We will neither be immortal nor will we be perfect according to science

We will neither be immortal nor will we be perfect according to science

Man will never be immortal, but he will not be perfect either because there are diseases, such as cancer, that will never be eradicated, said López-Otin

Whoever thinks that the day will come when humans will be free from disease or will live for centuries is wrong because according to what the scientist Carlos López-Otín said, " we will neither be immortal nor will we be perfect ."

López-Otín, in an interview with EFEsalud, talks about his first non-scientific book, "Life in four letters" (Ed.Paidós) in which, in addition to addressing his research on the identification of genes involved in different diseases, such as cancer, and aging, also raises the search for happiness in DNA.

We will neither be immortal nor will we be perfect according to science. Photo: Pexels

A book that, according to the scientist, provides novel data such as "the genomic formula of happiness or the concept of precision happiness, a happiness genomically adapted to the needs of each one".

But "the greatest threat to happiness must lie precisely in the existence of the disease", comments the also professor of Biochemistry and Molecular Biology at the University of Oviedo, citing the philosopher Arthur Schopenhauer.

That is why he emphasizes that, despite the fact that humans will always be "vulnerable and imperfect beings", it is "necessary to know in order to heal" and this is what López-Otín does in his laboratory at the University of Oviedo, where he also co-directs the contribution Spanish to the International Cancer Genome Consortium, deciphering the genome of hundreds of cancer patients.

The tumor, a mutational storm

Interpreting genes allows us to know which DNA mutations cause the uncontrolled growth of cancer cells in many tumors, such as BRCA1 and BRCA2 that cause breast and ovarian cancer and are inherited.

“A tumor is a mutational storm, it is a wreck in the genome, but only a few mutations drive its growth. But research has gone faster, an oncologist today does not have the tools to treat all mutations.
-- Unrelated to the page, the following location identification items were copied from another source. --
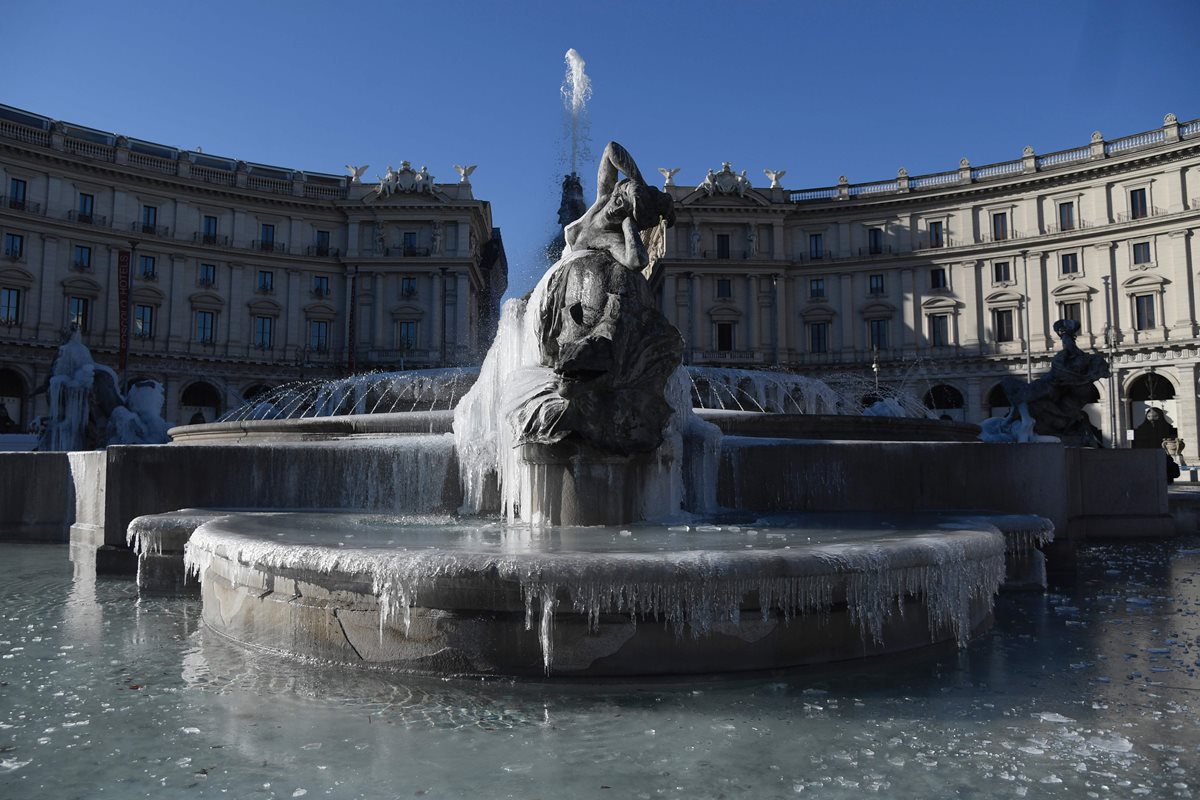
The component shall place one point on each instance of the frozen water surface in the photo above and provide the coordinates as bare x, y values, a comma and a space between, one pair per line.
105, 695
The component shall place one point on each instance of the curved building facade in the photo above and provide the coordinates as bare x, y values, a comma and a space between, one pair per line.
952, 281
232, 277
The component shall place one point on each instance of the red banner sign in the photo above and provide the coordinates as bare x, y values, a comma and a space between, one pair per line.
123, 293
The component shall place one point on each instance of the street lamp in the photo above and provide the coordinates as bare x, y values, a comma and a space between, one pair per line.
1110, 342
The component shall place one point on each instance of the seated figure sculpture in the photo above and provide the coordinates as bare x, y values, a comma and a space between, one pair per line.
1054, 404
600, 332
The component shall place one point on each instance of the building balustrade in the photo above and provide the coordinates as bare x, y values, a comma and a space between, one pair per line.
210, 239
269, 246
21, 204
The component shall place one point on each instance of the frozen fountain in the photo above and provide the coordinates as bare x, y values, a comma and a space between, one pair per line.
581, 519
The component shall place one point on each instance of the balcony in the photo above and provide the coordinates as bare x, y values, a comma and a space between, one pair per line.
210, 239
82, 218
269, 246
150, 230
21, 204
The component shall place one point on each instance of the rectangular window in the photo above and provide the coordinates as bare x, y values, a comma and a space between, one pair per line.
143, 322
406, 335
1141, 252
724, 337
1066, 216
10, 306
1002, 324
936, 234
205, 326
82, 258
1138, 208
875, 240
85, 208
939, 330
877, 334
1000, 226
816, 246
77, 313
263, 332
13, 246
819, 337
17, 193
207, 275
1144, 311
318, 335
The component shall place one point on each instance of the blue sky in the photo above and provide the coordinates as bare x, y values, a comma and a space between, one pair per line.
816, 89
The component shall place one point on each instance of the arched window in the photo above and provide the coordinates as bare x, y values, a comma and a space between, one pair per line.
12, 394
199, 403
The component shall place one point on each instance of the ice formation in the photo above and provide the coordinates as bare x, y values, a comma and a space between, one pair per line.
88, 410
487, 444
689, 590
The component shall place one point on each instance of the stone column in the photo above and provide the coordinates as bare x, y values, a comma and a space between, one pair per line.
751, 335
297, 335
972, 301
48, 319
781, 338
437, 343
846, 311
462, 317
1183, 326
1039, 334
695, 312
911, 334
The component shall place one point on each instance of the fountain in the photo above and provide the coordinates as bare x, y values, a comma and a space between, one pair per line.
598, 527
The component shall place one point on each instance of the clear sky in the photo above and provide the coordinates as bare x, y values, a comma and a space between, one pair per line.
819, 89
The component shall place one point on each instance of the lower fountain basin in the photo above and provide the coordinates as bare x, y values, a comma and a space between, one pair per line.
435, 595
That is why we have to invest more ”, warns the biochemist who gives the example of a patient with melanoma who was discovered 300,000 mutations in her genome.

According to the bichemist, "the longer we live, the more tumors there will be and the longer we live with biological support, the more neurogenerative diseases we will suffer," that is why we will never be immortal, nor will we be committed to longevity at any price.

There will always be illnesses. Photo: Pexels

We do not exceed, by far, the limits of longevity that is in 122 years. Why force more? We are going to try that many arrive, but that they arrive well. That is the goal of science and medicine

The genome is not perfect

The imperfection of the genome, its mutations, predispose us to different diseases, but also the dialogue of our genes with the environment (diet, tobacco, sedentary lifestyle …), which is called the epigenome, and the metagenome, the sum of our genes with the genes of the millions of microorganisms, the microbiota, that inhabit our organism.

Different languages ​​that interact in our DNA and that help us prevent or treat disease. "But we still do not know everything about the genome and for that we have to decipher millions of them" but not "to satisfy any vanity, or any banality," warns the expert.

Deciphering the genome of a person is possible today, it costs just over a thousand euros. But the lack of scientific investment means that we do not have experts to interpret it. In Spain there are very few

We will not be immortal. Photo: Pexels

López-Otín’s "social disappointment"

But all this research work has been marred in the last year by a series of events that have caused the scientist "a profound social disappointment" when he felt harassed in his work environment and in social networks and having lost the animal material of his research generated for twenty years.

"The research work was ruined in one day", due to an infection that killed the genetically modified mice in his laboratory at the University of Oviedo.

Now he faces the challenge of rebuilding what has been ruined, “we can save two or three jobs”, but time plays against him: “It is a five-year challenge to return to the starting point and I don’t know if I will be able to carry it out, I will have and 65 years when it finishes ”.

That is why he does not rule out dedicating himself to writing or continuing to give lectures, in addition to having on the table three job offers outside of Spain and on which he must make a decision before June, says the former National Research Award Ramón y Cajal in 2008.

And that decision will weigh the harassment he suffered in his workplace and in social networks and that had an impact on the withdrawal, last January, of eight scientific articles from the Journal of Biological Chemistry due to errors in figures and complementary photographs that did not influence the main message of the study, according to the biochemist.

That experience, which made him temporarily leave Oviedo and spend a year at the Sorbonne University in Paris, supposed “that a person whose degree of happiness during 60 years of life has been maximum, in recent months has been reduced to reach Under minimum".

But “I have survived”, emphasizes López-Otín (Sabiñánigo, Huesca, 1958) and in that he has contributed to write “Life in four letters”, a “book of thought and self-help”.